# Spectre - Erster Teaser-Trailer zum neuen James Bond 007-Film



## FlorianStangl (29. März 2015)

Jetzt ist Deine Meinung zu *Spectre - Erster Teaser-Trailer zum neuen James Bond 007-Film* gefragt. 


				Bitte beachtet: Der Kommentarbereich wird gemäß der Forenregeln moderiert.
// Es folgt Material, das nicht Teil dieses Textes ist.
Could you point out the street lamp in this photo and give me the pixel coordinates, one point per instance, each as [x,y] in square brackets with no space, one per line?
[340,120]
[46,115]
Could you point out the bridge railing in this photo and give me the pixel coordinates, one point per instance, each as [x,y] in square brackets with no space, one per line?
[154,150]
			Dieser Inhalt steht nur eingeloggten Mitgliedern zur Verfügung.
        

 Zum Artikel: Spectre - Erster Teaser-Trailer zum neuen James Bond 007-Film


----------



## restX3 (29. März 2015)

Freu mich sehr drauf. Daniel Craig find ich super als Bond


----------



## Jerec (29. März 2015)

Christopher Waltz spiel Blofeld ? OMG ... das könnte echt ein Knüller werden !!!


----------



## Tuetenclown (29. März 2015)

dann hab ich die synchronstimme richtig zugeordnet ja? juhu


----------



## MichaelG (29. März 2015)

Yess. Wird sicher ein Kracher.


----------



## ms-heimnetz (29. März 2015)

Sieht viel versprechend aus. Aber trotzdem heißt es abwarten was für ein Film am Ende rauskommt.


----------